Scientists threaten to boycott €1.2bn Human Brain Project by Ian Sample.
From the post:
The world’s largest project to unravel the mysteries of the human brain has been thrown into crisis with more than 100 leading researchers threatening to boycott the effort amid accusations of mismanagement and fears that it is doomed to failure.
The European commission launched the €1.2bn (£950m) Human Brain Project (HBP) last year with the ambitious goal of turning the latest knowledge in neuroscience into a supercomputer simulation of the human brain. More than 80 European and international research institutions signed up to the 10-year project.
But it proved controversial from the start. Many researchers refused to join on the grounds that it was far too premature to attempt a simulation of the entire human brain in a computer. Now some claim the project is taking the wrong approach, wastes money and risks a backlash against neuroscience if it fails to deliver.

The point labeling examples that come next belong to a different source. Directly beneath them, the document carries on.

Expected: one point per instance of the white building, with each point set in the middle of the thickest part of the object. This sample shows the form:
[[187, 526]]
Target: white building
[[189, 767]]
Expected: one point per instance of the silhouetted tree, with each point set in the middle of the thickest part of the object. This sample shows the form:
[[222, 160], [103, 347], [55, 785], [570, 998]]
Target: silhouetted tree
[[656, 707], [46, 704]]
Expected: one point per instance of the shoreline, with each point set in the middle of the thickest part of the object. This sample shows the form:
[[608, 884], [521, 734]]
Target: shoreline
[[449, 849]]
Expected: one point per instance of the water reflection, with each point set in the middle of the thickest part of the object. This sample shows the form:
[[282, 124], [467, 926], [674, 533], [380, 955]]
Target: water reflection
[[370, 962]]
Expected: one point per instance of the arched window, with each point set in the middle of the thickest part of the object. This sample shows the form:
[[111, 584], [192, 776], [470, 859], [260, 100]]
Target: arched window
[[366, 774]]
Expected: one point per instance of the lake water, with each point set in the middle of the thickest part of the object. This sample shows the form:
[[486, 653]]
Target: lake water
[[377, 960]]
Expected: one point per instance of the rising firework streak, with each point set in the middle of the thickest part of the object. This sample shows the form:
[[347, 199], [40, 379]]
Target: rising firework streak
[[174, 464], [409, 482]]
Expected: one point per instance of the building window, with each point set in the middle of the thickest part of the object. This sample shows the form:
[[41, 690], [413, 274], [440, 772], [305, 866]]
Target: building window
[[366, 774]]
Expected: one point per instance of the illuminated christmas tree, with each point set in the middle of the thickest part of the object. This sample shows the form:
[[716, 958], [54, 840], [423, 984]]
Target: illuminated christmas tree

In an open letter to the European commission on Monday, more than 130 leaders of scientific groups around the world, including researchers at Oxford, Cambridge, Edinburgh and UCL, warn they will boycott the project and urge others to join them unless major changes are made to the initiative.
If you read Ian’s post and background material he cites, I think you will come away with the impression that all the concerns and charges are valid.
However, the question remains open whether a successful project was ever the goal of the EC? Or was there some other goal, such as funding particular people and groups, for which the project was a convenient vehicle?
If the project succeeded, all well and good but ten years from now, there will have been a decade of other grants with as little chance of success so who would remember this one in particular?
I don’t mean to single out EC projects or even governmental projects for that criticism.
If you remember Moral mazes: the world of corporate managers by Robert Jackall, one of the lessons was that the goal of projects in a corporation isn’t improving the bottom line, success of the project, etc., but rather the allocation of project resources among competing groups.
As more evidence of that mentality, consider the laundry list of failed IT projects undertaken by the U.S. government. From the FBI’s Virtual Case Management System to the now famous and monitored by Green Peace “secret” melting NSA data storage facility in Utah.
The purpose of the melting NSA data center wasn’t to store data (important steps were skipped in the design stage) but to transfer funds to NSA contractors for building and then repairing the data center. Which may or may not actually go into actual use.
If there was actual intent to use the data center, where are the complaints about failure to follow the design? Use of sub-standard materials?
Both the EC Brain and the US Government need a new project strategy: Success isn’t defined by the appropriation and spending of funds. Success is defined by the end results of the project when compared to its original goals.
Imagine having a topic map that traced EC and US funded projects and compared results to original goals.
Anyone interested in a funding investigation that specifies who was paid, who approved, etc?
Unlike Google, the voters should never forget who obtained the benefit of their tax dollars with no appreciable return.